The USD/CAD pair broke out to the upside yet again during the session on Friday, and broke above the 1.37 level. I don’t necessarily think that the 1.37 level is significant in and of itself, but it does show just how much bullish pressure there is in this marketplace. I now believe that the 1.35 level will essentially be the “floor” in this uptrend, and it’s probably only a matter of time before we see this market try to reach the 1.40 level. At this point in time, the Bank of Canada has a lot of issues to deal with, and they most certainly will not be raising interest rates while the Federal Reserve is expected to this week.
Obviously, the statement will have a massive effect on what happens with the US dollar, and that will be the same over here in the USD/CAD pair. However, the in meantime I don’t see any reason why the US dollar would fall, especially against the Canadian dollar as it is a proxy for crude oil.
Crude Oil
At this point in time, the biggest drag on the Canadian dollar is going to be crude oil itself.

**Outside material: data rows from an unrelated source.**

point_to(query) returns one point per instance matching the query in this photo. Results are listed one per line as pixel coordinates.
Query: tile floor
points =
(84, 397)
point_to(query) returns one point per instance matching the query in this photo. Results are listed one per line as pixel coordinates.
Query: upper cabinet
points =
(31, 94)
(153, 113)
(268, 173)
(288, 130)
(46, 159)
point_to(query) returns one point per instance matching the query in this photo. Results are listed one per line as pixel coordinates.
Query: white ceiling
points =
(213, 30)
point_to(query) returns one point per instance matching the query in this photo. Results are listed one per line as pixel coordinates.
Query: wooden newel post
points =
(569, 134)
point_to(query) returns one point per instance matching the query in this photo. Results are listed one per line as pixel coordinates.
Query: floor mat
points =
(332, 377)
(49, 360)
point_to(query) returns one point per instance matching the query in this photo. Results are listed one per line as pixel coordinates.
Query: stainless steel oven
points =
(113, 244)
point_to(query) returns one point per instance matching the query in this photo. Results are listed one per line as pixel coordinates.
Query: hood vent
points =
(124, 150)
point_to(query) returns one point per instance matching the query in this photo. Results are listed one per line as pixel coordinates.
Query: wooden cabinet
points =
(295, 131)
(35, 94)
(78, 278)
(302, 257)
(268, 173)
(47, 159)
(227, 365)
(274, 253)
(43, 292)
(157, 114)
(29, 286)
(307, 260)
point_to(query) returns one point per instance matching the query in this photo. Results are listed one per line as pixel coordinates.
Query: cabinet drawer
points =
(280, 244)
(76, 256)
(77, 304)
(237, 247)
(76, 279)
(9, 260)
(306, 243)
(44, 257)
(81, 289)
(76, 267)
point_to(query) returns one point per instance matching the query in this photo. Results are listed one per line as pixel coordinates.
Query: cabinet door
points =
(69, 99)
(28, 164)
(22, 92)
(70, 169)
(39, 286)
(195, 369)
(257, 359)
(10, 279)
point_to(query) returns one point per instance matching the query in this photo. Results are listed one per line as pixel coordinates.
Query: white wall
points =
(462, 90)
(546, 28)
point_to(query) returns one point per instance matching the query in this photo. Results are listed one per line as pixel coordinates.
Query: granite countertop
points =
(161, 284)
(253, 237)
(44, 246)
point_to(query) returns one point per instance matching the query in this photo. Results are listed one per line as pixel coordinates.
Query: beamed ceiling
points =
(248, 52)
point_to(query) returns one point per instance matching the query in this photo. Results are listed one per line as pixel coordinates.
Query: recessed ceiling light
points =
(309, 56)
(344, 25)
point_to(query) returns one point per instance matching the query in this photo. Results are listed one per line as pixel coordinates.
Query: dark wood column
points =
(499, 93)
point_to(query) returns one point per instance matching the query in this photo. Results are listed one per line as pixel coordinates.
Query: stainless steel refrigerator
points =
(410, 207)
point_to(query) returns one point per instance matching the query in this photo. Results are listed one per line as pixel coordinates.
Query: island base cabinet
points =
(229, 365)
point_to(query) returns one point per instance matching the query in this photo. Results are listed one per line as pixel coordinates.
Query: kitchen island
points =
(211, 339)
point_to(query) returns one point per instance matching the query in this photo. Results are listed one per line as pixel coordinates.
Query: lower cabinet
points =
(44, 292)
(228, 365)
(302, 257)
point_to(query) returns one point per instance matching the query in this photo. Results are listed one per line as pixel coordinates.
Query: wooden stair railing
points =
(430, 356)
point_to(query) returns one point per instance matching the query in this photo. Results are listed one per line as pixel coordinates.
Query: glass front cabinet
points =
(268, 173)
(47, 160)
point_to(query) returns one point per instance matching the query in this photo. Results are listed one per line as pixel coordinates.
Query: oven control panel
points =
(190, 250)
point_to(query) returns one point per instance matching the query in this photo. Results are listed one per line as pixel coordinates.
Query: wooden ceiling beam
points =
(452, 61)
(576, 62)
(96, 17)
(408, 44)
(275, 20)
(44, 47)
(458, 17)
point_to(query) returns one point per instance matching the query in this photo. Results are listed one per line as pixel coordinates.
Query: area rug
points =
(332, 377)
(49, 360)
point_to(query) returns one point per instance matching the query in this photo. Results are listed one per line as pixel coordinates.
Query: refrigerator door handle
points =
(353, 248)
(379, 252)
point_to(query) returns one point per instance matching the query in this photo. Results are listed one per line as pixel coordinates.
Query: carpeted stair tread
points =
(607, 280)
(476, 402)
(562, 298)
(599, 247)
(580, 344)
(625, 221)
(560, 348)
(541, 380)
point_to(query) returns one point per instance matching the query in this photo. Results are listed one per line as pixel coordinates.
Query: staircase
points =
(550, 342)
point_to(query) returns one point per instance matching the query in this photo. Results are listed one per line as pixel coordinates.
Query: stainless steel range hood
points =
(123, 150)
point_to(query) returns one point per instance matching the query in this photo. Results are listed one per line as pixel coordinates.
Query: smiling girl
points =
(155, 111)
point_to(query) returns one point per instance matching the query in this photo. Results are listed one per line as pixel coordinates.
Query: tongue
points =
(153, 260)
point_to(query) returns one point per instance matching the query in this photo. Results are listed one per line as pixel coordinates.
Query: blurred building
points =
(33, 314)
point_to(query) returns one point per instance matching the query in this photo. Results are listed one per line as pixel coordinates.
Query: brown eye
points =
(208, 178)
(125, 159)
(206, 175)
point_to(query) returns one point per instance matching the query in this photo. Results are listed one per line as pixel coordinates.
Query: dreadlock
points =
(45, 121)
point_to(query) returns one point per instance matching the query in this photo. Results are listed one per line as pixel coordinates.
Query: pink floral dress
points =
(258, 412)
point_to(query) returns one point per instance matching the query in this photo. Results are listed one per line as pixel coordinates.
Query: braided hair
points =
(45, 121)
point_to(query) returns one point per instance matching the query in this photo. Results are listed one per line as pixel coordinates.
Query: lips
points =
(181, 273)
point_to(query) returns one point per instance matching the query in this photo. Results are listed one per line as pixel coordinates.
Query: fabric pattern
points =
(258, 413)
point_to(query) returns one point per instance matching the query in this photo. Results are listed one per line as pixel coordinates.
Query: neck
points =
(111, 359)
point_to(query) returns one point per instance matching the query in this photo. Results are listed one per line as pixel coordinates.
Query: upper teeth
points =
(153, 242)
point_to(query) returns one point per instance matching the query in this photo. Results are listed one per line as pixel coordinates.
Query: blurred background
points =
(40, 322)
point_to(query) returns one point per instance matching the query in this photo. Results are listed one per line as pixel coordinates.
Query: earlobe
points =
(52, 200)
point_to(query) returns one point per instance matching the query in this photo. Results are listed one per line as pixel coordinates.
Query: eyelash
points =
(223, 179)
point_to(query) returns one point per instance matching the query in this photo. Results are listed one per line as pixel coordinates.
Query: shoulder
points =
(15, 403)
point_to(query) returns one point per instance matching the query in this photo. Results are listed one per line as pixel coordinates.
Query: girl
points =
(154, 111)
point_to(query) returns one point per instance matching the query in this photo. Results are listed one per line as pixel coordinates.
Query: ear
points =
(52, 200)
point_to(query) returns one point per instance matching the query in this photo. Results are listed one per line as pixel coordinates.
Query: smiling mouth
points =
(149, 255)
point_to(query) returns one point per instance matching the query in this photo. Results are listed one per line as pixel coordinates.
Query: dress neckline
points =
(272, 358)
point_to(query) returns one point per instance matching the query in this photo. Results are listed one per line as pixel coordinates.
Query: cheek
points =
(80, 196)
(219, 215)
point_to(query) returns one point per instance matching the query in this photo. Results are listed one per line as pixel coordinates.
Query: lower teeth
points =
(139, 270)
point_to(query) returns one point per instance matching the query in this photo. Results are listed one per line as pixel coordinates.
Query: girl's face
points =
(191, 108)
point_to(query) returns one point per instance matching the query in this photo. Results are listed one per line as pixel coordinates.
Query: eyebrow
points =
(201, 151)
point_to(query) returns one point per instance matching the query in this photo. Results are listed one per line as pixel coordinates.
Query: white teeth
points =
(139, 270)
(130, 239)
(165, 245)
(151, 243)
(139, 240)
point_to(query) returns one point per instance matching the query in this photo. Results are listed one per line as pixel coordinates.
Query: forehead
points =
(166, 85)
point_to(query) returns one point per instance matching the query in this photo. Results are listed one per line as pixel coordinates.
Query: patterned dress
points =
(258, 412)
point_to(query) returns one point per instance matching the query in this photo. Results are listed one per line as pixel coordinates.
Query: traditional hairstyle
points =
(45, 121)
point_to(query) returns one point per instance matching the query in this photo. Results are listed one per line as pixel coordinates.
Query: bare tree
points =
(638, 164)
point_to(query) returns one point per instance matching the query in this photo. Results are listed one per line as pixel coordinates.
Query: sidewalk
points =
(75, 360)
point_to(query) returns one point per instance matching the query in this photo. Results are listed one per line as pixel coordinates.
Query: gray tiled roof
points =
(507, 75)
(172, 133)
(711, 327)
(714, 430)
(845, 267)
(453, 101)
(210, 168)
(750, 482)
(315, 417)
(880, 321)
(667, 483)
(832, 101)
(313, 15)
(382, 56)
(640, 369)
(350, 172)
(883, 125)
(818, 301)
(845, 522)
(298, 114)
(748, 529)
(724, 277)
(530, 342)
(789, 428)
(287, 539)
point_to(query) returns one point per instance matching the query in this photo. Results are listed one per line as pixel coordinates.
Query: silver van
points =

We are in a situation where there is an excess of 2 million unused barrels of oil being shipped into the marketplace every day. This of course is very bearish for pricing, and should continue to keep the crude oil markets going lower, which by extension will absolutely decimate the Canadian dollar.
It’s not a total despair though, because quite frankly we are still at historically low levels. This is a market that has a long way to go to the upside in my opinion, and therefore I think every time this market dips, you have to be thinking about buying as there is more than enough pressure to the upside and more than enough external pressure on the Canadian dollar to continue to see much higher levels.